The descriptions of the Undead troops give a very wide range of enemies, eg 6-12 Rotters, plus a “few” Crows, and maybe an Elite or two as well at higher levels. Given that the PCs are only 5 per mission, they are down by scale considerably and I feel there is very little margin for GM error.

I have some secondary worries as well: (A) how to run our sessions virtually as we are not meeting in-person yet; (B) the committed group is just 2 players. Our 3rd player has intermittent availability and I’m not sure about our 4th player’s interest. What hacks have you used if only 2 players + a GM can play more often than not? Should the GM take a Legion Role and run Specialists as NPCs?

One of the ways I want to mitigate many of these worries is to bump up the numbers on all sides considerably. IE allow my players to each run a Specialist and then add up to 5 other Legionnaires (usually Rookies) who would be played by me and/or the PCs.

This would mean bumping up the Legion’s cap size beyond 30. On the baddie side, this means throwing more foes at them per mission. With more bodies on all sides, and no measurable Hit Points on anyone, I’ll have much more leeway to ascribe damage to either side when describing roll Effects or devising obstacles.

Mechanically, I’ll have to fudge the post-mission Morale penalty for Legionnaire deaths, but I‘m more comfortable doing this fudge than trial-and-erroring damage during missions. This’ll also help manage the 2ndary missions, where it seems you can lose a significant handful of Legionnaires by chance and fiat.

I also really like this thematically: more bodies in a fight feels more like a theatre of war than a mere 5 Legionnaires. I feel there’s no material difference between a Legion of 30 and a Legion of 14 (the auto-campaign fail trigger) - neither quantity can expect to hold a Keep against an army of hundreds or thousands of Undead. A Legion of ~100 fighters feels more like a broken regiment that still matters and is still capable of field/siege defence operations, especially if I imagine that the full fighting strength of the Legion before Ettermark Fields was approx 400.

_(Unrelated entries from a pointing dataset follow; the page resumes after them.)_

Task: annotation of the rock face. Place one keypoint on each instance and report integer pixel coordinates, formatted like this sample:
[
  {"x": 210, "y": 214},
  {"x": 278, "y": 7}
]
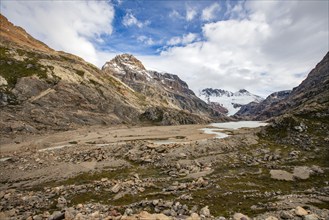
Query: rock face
[
  {"x": 229, "y": 102},
  {"x": 42, "y": 89},
  {"x": 253, "y": 109},
  {"x": 309, "y": 98},
  {"x": 161, "y": 90}
]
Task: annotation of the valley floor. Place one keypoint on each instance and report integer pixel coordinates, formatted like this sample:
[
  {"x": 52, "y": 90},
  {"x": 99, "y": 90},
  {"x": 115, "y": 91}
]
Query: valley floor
[{"x": 176, "y": 172}]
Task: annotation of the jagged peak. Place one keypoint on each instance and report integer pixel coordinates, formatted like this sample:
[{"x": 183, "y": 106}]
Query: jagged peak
[{"x": 126, "y": 60}]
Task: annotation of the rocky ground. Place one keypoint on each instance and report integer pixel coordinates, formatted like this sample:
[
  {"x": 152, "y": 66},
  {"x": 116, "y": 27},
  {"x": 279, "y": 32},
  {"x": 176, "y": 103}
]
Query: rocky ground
[{"x": 247, "y": 173}]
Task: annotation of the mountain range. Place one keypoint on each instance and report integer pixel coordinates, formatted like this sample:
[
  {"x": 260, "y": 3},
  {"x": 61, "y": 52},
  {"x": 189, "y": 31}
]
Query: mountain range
[
  {"x": 42, "y": 89},
  {"x": 231, "y": 102}
]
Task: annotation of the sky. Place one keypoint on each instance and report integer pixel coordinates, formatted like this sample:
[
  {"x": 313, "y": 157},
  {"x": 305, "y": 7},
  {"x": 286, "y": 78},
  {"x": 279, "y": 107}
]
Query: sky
[{"x": 261, "y": 45}]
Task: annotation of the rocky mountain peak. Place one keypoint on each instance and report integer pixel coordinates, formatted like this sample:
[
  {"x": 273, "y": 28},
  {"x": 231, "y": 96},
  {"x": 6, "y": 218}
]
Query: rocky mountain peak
[{"x": 129, "y": 60}]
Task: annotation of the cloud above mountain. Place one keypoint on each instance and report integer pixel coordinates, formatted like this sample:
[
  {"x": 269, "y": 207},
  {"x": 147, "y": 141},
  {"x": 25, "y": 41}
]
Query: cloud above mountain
[
  {"x": 71, "y": 26},
  {"x": 263, "y": 46}
]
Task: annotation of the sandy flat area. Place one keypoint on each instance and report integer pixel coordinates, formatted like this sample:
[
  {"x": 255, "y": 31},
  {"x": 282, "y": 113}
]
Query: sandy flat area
[{"x": 103, "y": 135}]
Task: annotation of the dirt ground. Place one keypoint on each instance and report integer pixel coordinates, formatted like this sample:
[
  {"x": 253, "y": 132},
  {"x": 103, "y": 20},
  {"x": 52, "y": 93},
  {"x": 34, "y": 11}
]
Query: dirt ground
[{"x": 98, "y": 134}]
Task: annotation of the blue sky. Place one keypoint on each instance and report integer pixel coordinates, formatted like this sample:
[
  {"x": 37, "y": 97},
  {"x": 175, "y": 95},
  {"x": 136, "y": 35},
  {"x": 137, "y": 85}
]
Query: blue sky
[
  {"x": 261, "y": 46},
  {"x": 154, "y": 23}
]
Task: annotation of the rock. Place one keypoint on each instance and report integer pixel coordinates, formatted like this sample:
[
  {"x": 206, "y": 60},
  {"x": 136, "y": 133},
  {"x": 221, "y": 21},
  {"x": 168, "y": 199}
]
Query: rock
[
  {"x": 281, "y": 175},
  {"x": 128, "y": 212},
  {"x": 69, "y": 213},
  {"x": 57, "y": 216},
  {"x": 311, "y": 217},
  {"x": 147, "y": 216},
  {"x": 95, "y": 215},
  {"x": 240, "y": 216},
  {"x": 317, "y": 169},
  {"x": 205, "y": 212},
  {"x": 194, "y": 216},
  {"x": 286, "y": 215},
  {"x": 116, "y": 188},
  {"x": 61, "y": 202},
  {"x": 37, "y": 217},
  {"x": 300, "y": 211},
  {"x": 302, "y": 172}
]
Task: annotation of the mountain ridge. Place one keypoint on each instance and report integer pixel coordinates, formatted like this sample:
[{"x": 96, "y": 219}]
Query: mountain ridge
[{"x": 230, "y": 102}]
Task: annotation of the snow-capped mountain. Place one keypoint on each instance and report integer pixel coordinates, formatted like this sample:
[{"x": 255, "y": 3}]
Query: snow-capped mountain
[{"x": 232, "y": 101}]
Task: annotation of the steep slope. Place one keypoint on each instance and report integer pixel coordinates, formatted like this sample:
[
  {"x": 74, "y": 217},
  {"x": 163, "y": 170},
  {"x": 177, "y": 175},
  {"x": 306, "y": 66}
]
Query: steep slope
[
  {"x": 310, "y": 98},
  {"x": 253, "y": 109},
  {"x": 41, "y": 89},
  {"x": 162, "y": 90},
  {"x": 230, "y": 101}
]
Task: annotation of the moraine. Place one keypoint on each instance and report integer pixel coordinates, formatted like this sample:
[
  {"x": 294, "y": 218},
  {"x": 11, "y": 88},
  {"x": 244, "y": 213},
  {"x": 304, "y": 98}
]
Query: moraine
[{"x": 217, "y": 128}]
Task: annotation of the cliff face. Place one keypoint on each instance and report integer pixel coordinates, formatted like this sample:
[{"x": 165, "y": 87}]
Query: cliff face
[
  {"x": 160, "y": 89},
  {"x": 42, "y": 89},
  {"x": 311, "y": 97}
]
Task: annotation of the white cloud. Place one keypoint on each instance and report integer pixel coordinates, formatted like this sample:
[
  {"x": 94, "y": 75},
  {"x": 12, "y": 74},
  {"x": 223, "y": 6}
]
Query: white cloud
[
  {"x": 63, "y": 25},
  {"x": 175, "y": 15},
  {"x": 146, "y": 40},
  {"x": 209, "y": 13},
  {"x": 185, "y": 39},
  {"x": 190, "y": 13},
  {"x": 266, "y": 51},
  {"x": 130, "y": 20}
]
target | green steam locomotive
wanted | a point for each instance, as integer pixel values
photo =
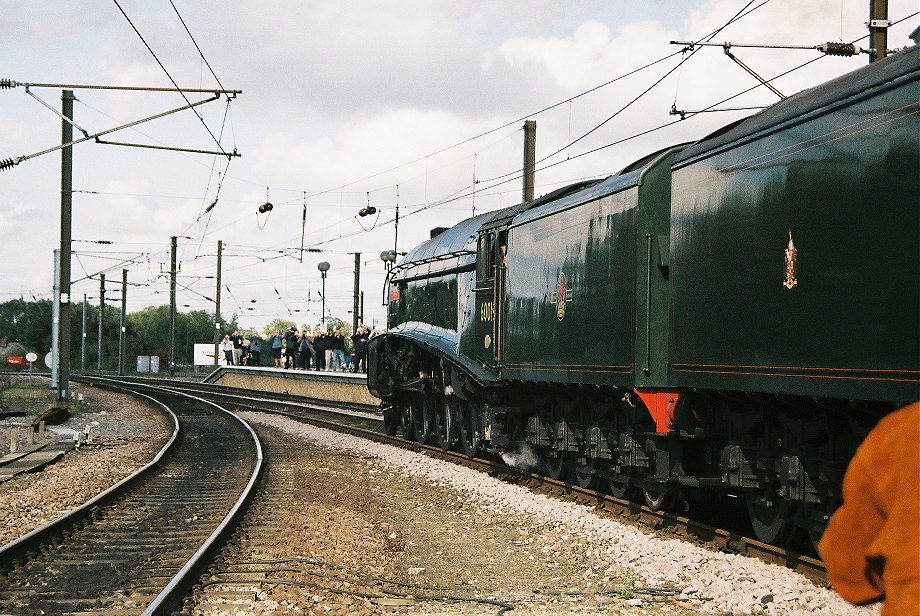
(728, 315)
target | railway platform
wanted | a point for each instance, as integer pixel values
(333, 386)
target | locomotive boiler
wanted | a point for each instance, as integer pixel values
(728, 315)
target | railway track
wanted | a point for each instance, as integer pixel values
(138, 546)
(367, 425)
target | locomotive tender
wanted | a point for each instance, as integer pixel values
(733, 314)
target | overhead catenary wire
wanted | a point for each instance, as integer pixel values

I mean - even Shreya’s 1st mission. How are only 5 characters meant to plant explosives on a massive stone bridge at the same time as hold off a wave of Undead? If they lose just 2 bodies, that’s a massive loss in manpower to complete the task. Is this mission ‘meant‘ to be a failure more often than not? Or a TPK suicide mission?

What do people think?? How much will I break the game if this happens (or, more realistically, how much more homebrewing might this decision trap me into)?

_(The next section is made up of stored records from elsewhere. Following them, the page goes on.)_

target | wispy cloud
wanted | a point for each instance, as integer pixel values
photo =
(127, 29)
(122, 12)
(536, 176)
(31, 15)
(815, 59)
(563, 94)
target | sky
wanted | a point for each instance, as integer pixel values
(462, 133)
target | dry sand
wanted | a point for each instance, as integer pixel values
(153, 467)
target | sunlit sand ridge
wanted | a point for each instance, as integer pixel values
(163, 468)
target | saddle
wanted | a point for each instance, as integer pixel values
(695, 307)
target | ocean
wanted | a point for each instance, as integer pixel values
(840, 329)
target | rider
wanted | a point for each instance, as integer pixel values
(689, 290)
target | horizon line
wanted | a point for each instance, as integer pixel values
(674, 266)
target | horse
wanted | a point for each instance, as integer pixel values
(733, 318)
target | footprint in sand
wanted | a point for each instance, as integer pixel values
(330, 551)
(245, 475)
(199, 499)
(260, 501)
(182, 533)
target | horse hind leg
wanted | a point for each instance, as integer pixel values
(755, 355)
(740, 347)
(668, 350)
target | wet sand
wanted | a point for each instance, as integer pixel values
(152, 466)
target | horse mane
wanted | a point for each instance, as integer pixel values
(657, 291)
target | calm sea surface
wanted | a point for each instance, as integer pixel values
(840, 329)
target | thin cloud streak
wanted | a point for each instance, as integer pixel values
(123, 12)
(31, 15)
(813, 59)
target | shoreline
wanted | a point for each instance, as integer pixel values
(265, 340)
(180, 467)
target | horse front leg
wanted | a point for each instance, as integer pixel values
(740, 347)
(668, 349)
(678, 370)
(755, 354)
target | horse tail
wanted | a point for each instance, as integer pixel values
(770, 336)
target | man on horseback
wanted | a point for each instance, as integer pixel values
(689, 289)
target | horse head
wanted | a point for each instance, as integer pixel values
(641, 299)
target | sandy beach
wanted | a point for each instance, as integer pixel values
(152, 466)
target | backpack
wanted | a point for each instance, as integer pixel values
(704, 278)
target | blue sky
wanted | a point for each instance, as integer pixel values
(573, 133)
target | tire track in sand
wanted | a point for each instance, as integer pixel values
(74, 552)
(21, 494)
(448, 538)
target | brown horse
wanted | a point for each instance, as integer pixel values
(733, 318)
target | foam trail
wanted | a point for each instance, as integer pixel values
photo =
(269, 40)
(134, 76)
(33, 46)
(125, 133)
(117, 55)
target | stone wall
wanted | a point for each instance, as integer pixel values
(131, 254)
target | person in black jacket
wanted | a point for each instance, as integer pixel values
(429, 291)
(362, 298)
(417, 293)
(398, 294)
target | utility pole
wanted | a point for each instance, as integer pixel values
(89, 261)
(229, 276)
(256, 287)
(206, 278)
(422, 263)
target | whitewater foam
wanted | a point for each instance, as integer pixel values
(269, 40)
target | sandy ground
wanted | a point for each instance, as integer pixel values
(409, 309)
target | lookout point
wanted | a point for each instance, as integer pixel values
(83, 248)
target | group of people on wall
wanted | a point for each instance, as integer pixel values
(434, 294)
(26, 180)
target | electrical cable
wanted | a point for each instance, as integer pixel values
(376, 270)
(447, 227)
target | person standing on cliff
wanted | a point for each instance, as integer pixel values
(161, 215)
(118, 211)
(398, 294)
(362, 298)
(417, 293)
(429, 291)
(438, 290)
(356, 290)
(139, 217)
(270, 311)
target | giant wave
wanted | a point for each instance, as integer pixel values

I’m so excited about this story, world, and themes, I just really want to get this right for my players.

Thanks for reading my long-winded post. :slight_smile:

Hi Lucan, welcome to the Legion.

TLDR . it’s your game, you do what you want. But it won’t be the same game.

And you got it wrong for the numbers of Legionnaires on mission, so read further.

It’s normal to be worried that everything will fall apart and everybody will die. It’s part of the BoB experience. Go and check this thread: you will see that two different campaigns reached Skydagger Keep, with very different results – but they reached it: https://community.bladesinthedark.com/t/the-skydagger-keep-debrief/1168

Now some details:

  • The approximate numbers of enemies is given in the book, also there are some indications in the mission generation chapter. Stick to that at the beginning.

  • “Given that the PCs are only 5 per mission”: well, not exactly. Normally on a mission you have 2 or 3 Specialists PLUS a full squad of 5 (some squad members can be PC too). So you’re probably at scale with a “normal undead group”. Or there are ways to mitigate that.

  • Your (A) is a problem for most people, but Roll20 for character sheets and rolls + Discord for voice and chat is mostly enough.

  • Your (B) is a more serious problem. I advise to have the 2 players be the Commander and Quartermaster, and the GM do the Marshal’s paperwork. Having only 2 players will increase the difficulty and limit Rookies’ progression, so I advise erring on the side of “less enemies and obstacles”, at least until you have found your marks. It is possible to run the Specialists as NPCs (there is a thread on that subject on this forum), but in order to benefit from the stress and capabilities the normal way is to have your players play Specialists, if you have only two.

  • “allow my players to each run a Specialist and then add up to 5 other Legionnaires (usually Rookies) who would be played by me and/or the PCs.”: in fact, this is just the normal way of playing the game so you’re good here.

  • It does’t mean that you have to bump the total Legion numbers. You have six squads, you can recruit when you have lost some Rookies.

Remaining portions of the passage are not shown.